Epílogo
Edimburgo, sábado 13 de diciembre, 1947
El salón principal de Scotsman Hotel resplandecía con miles de bombillas encendidas, el terciopelo rojo de sus sillas brillaba más que nunca y sus mesas, primorosamente decoradas para la ocasión, daban a la sala el aspecto de un cuento de hadas, o eso le pareció a Eve desde su posición de observadora de aquel maravilloso espectáculo preparado para albergar el baile anual del Club de Campo de la ciudad, una cita tradicional y muy esperada por los edimburgueses, que ese año disfrutaba como una invitada más.

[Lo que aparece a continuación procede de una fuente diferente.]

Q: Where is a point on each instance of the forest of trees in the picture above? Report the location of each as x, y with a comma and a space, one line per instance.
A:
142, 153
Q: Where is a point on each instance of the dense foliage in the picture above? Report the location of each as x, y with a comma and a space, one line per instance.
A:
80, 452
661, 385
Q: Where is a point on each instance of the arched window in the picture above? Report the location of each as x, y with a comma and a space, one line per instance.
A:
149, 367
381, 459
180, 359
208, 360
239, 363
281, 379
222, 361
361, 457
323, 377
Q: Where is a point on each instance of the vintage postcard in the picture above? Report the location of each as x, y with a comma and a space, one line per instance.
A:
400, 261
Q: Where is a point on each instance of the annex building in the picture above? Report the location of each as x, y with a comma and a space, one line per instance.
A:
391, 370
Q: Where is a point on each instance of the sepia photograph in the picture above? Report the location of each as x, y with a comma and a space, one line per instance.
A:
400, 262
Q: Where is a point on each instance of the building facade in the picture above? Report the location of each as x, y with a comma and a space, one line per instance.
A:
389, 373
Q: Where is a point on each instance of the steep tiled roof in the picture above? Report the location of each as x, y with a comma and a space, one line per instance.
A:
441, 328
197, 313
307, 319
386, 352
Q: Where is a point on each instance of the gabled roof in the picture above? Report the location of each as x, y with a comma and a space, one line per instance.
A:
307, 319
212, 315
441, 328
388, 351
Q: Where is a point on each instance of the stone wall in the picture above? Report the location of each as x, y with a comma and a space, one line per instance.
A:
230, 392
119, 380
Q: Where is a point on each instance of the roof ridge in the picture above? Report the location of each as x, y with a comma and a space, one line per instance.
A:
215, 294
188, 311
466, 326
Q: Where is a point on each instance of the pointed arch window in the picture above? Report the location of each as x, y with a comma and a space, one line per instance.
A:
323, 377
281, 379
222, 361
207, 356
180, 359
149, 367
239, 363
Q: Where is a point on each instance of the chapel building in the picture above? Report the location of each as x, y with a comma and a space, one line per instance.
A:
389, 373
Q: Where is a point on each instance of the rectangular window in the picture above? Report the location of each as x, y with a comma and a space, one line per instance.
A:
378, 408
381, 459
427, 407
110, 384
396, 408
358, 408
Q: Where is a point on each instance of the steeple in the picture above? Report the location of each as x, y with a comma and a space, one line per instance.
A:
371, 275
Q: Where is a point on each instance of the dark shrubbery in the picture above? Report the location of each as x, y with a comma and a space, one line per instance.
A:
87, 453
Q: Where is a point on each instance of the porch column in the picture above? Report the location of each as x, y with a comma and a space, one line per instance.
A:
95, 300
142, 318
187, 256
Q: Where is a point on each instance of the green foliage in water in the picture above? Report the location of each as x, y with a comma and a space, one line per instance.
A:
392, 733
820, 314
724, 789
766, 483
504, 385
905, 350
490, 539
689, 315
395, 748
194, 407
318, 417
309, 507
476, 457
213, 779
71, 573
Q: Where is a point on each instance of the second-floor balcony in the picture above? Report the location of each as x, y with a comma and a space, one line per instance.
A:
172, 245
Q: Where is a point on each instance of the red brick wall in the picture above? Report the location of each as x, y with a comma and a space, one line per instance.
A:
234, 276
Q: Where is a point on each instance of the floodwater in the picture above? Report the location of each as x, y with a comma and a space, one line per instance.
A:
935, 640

Desvió la vista hacia la pista de baile y pudo ver a sus suegros bailando muy animados un vals junto a Andrew y una embarazadísima y radiante Anne. Tres pasos más allá Billy y Debbie hacían lo propio muy sonrientes, y justo detrás de los bailarines, lady Moira Strathbogie controlaba todo el panorama desde su mesa, rodeada por su pequeño séquito, un grupo de maduras y distinguidas damas que cuchicheaban y comentaban todos los detalles de la velada con el entusiasmo de unas colegialas. Eve sonrió y barrió todo el salón con los ojos buscando a su marido. Era la primera vez que salían de noche desde el nacimiento del pequeño Robert, y no pensaba ceder el privilegio de disfrutarlo toda la noche, o al menos el par de horas que aún les quedaban, antes de tener que volver a casa para dar de comer al bebé. Su bebé. Pensó en su pequeñito y precioso hijo, tan tranquilo, con sus enormes ojos claros que la miraban con devoción cuando le daba el pecho o cuando lo cogía en brazos, y sintió el intenso impulso de volver a casa enseguida, pero no lo haría, sus padres estaban con los niños, estaban bien y ella se había prometido una noche diferente con Robert, la necesitaban, así que espantó la añoranza y se concentró en buscarlo.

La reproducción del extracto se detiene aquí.